Transitar de la vía armada con su violencia a cuestas a los cambios pacíficos por el camino de las urnas, trajo consigo también una transformación ética, un salto cuántico. Entre “el odio como factor de lucha” que promoviera Ernesto “el Che” Guevara en su “Mensaje a los pueblos del Mundo” en abril de 1967, a la “República amorosa” de Andrés Manuel López Obrador pasaron cinco décadas.

Cuando se dirigió el Che a los revolucionarios del mundo pidiéndoles crear “uno, dos, tres Vietnam” para liberar a sus pueblos del imperialismo, les recomendaba asumir “el odio como factor de lucha; el odio intransigente al enemigo, que impulsa más allá de las limitaciones naturales del ser humano y lo convierte en una efectiva, violenta, selectiva y fría máquina de matar”, agregando que “un pueblo sin odio no puede triunfar sobre un enemigo brutal”.

El revolucionario cubano-argentino consideraba necesario llevar la guerra hasta donde el enemigo la lleve: a su casa, a sus lugares de diversión; hacerla total impidiéndole tener un minuto de tranquilidad. La propuesta de López Obrador, por lo contrario, es lograr el renacimiento de México haciendo realidad el progreso con justicia, auspiciando una manera de vivir sustentada en el amor a la familia, al prójimo, a la naturaleza, a la patria y a la humanidad, con sus palabras “…amor, para promover el bien y lograr la felicidad”.

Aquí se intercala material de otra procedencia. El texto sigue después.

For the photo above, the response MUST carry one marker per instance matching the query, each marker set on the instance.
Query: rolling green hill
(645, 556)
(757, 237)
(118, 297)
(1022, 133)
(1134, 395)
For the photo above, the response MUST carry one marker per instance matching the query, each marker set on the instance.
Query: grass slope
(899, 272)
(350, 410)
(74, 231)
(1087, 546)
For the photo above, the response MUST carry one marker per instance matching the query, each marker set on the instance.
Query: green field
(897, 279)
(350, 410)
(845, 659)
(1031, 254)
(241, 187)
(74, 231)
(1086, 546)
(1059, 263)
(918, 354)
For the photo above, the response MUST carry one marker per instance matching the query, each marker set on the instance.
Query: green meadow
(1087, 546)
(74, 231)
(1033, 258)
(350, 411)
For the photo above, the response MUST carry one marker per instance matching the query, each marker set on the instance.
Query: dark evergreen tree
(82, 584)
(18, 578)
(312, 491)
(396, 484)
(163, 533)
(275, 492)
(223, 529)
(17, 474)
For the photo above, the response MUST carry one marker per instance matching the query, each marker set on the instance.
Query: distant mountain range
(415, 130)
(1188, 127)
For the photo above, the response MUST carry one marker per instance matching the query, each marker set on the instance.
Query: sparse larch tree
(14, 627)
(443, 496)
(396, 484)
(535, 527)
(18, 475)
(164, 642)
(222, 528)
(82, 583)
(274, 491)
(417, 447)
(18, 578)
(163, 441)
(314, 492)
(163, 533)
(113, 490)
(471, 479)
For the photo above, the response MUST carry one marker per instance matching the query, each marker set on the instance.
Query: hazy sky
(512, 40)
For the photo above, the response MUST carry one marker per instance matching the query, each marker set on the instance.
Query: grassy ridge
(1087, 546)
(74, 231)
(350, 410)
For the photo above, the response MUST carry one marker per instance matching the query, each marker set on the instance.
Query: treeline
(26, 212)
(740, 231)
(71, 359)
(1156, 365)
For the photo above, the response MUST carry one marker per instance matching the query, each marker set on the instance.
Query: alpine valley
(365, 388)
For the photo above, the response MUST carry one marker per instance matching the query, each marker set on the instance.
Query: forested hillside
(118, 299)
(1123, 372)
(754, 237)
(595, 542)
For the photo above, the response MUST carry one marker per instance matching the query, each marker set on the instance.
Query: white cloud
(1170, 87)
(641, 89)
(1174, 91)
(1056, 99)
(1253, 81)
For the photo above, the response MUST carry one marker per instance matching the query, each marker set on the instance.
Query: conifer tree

Pero el oriundo de Tepetitán no se refiere al amor como una pasión del alma, sino como la consideró Sigmund Freud a principios del siglo XX, una fuerza que determina la unión de las cosas y de los hombres o al igual que el pensador católico Pierre Teilhard de Chardin, para quien es una fuerza cósmica, una energía, que está presente en todo el universo. Y se confirma la vocación pacifista del Presidente de México, fundamentada en el principio bíblico de amor al prójimo, cuando a propósito del atentado que sufrió Donald Trump nos dice que “la violencia es irracional e inhumana”. 

El destino final del Che en su trágica aventura boliviana no correspondía a sus intenciones de justicia social, pero nos permite recordar aquel momento en el que un discípulo de Jesús hiere en la oreja a un sirviente del Sumo Sacerdote que pretendía detener al Nazareno y al que éste le dijo: «Vuelve a poner tu espada en su sitio, porque todos los que toman la espada perecerán a espada” (Mateo 26).

N.B. El que Donald Trump haya sido herido en la oreja, al igual que el sirviente citado en el Evangelio, es pura coincidencia.